Da qui si può concludere:

  • che la tabella può essere accresciuta con altre righe e che non potremo giungere ad un punto in cui essa possa dirsi finita2,
  • che i vantaggi della tartaruga decrescono rapidamente si accumulano vicino a zero;
  • che anche gli intervalli di tempo fra due righe successive hanno come punto di accumulazione lo zero (colonna II).

Lo zero inteso come “punto di accumulazione di insiemi di punti infinitesimi —questo sì— è stato un passaggio cruciale. L’analisi infinitesimale partì con Newton e Leibnitz nel XVII secolo, ed ebbe un precedente (embrionale) con Archimede (III secolo a.C.)

La tabella mostra anche

    • che le successive posizioni di Achille e della tartaruga (colonne I e III), diverse ad ogni riga, crescenti ad ogni riga con incrementi infinitesimi, hanno lo stesso punto di accumulazione (100 metri);
    • che il tempo trascorso dall’inizio dell’inseguimento, somma degli intervalli di tempo della colonna II, è 9,9999999 secondi (basta un’occhiata). Se allungassimo la tabella, quella somma si arricchirebbe di altri ”9” in coda alla già lunga fila di decimali. Anche questi numeri hanno un punto di accumulazione: 10 secondi.
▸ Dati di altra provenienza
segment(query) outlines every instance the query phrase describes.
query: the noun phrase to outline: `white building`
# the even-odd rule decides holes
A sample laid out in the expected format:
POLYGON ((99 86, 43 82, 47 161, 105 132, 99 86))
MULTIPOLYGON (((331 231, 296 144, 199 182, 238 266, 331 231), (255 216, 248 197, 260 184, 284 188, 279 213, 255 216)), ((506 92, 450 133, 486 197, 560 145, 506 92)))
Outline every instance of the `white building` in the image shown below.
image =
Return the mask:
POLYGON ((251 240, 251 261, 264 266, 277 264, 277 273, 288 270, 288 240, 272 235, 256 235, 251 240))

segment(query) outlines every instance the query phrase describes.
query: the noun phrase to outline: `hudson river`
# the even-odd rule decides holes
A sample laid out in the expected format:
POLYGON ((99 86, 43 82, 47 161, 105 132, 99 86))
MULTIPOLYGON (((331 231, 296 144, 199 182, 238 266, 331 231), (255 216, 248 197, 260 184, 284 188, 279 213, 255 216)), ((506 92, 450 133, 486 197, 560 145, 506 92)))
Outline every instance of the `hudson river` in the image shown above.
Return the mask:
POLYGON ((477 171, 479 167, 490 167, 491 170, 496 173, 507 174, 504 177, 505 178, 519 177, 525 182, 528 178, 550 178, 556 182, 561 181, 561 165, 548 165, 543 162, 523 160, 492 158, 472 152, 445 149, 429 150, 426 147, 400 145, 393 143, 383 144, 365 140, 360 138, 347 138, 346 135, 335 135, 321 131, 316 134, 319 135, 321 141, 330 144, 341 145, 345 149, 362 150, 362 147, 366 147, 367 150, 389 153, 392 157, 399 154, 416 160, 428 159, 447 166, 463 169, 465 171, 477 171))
I punti di accumulazione non compaiono (lo sapevamo dalle premesse) nella tabella degli eventi che precedono il raggiungimento. Quei valori (100 metri, 10 secondi) dunque attengono, ad un’altra classe di eventi, cioè al raggiungimento stesso.

Verifica: Dopo 10 secondi, Achille avrà percorso 100 metri e la tartaruga 10. Avendo goduto di un vantaggio iniziale di 90 metri, la tartaruga sarà perfettamente affiancata ad Achille.

Possiamo aggiungere un’altra conclusione:

  • Il metodo di Zenone, lungi dal dimostrare che Achille non raggiungerà mai la tartaruga, dimostra il contrario. Ci permette perfino di calcolare dove e in quanto tempo il raggiungimento avverrà.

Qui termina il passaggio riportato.